Thankyou for the replies.
We have lots of accounts and sometimes we forget about spouses accounts.
So we could have money in revolut, n26, degiro, monese etc and because they are all online there is no paper trail.
So if one or both of us dies some accounts might be missed.
There really should be some easily updated way to record these on the event of death.

Not so fast.
To answer this question, we first have to figure out which country Revolut accounts are being held in for the purpose of inheritance law. This doesn’t look trivial. For instance, it seems customers from EEA countries have their accounts in Lithuania.

This means that a user from Germany who has died is stuck with a Germany→Lithuania cross-border inheritance case, not a Germany→UK one. On the one hand, this makes things easier because border-crossing probate in the UK can be expensive (an empty non-residential bank account in the UK can easily cost £3000 in fees, and that figure is pre-brexit. Post-Brexit may be worse). On the other hand, I don’t speak Lithuanian and I don’t know anything about Lithuanian probate law, although European law will make things easier.

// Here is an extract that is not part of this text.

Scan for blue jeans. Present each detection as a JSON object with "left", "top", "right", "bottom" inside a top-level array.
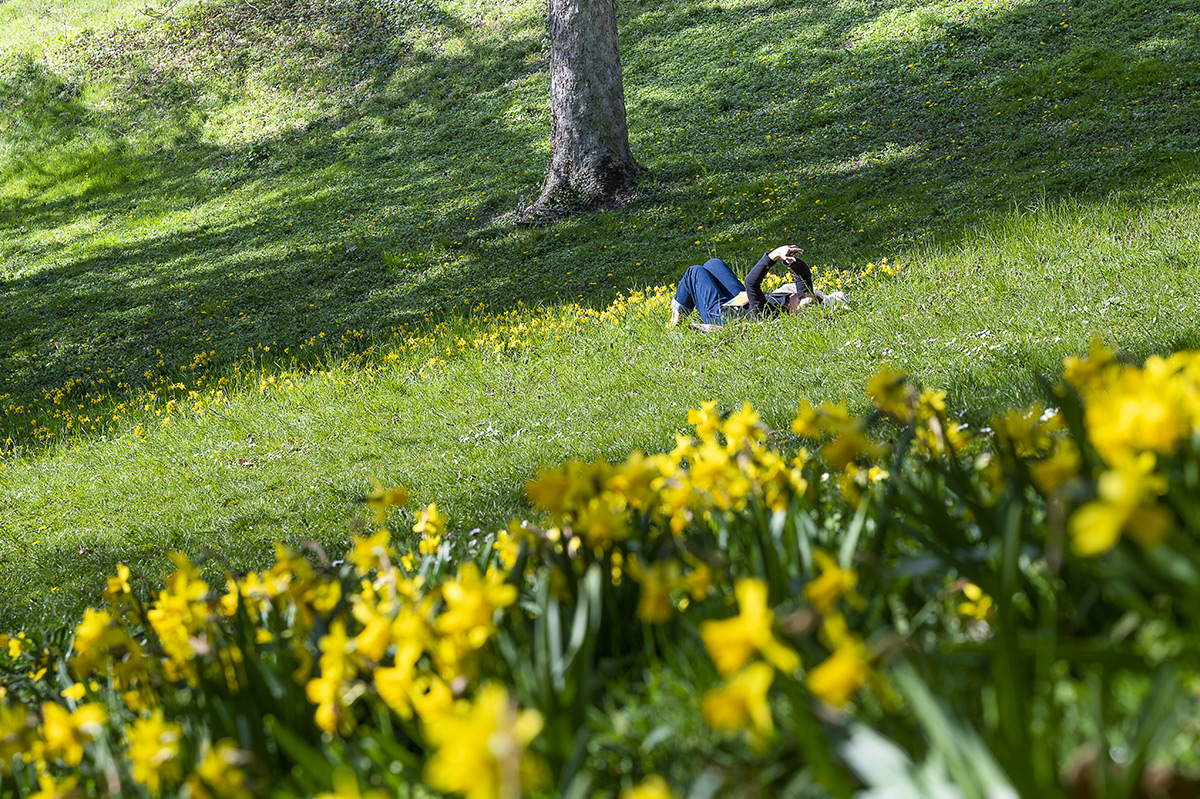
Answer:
[{"left": 674, "top": 258, "right": 745, "bottom": 325}]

Since Lithuania is a civil law country, I’m wondering if it would be possible to set up a transmortal or postmortal power of attorney to make things easier. Then the representative of the deceased user can access the account and close it without going through the formal inheritance paperwork.

So… does Lithuanian law allow post-mortal power of attorney?

(For those of you who live in common law countries: I’m aware that there is no such thing as a post-mortal or trans-mortal power of attorney … but that rule applies to common law jurisdictions only.)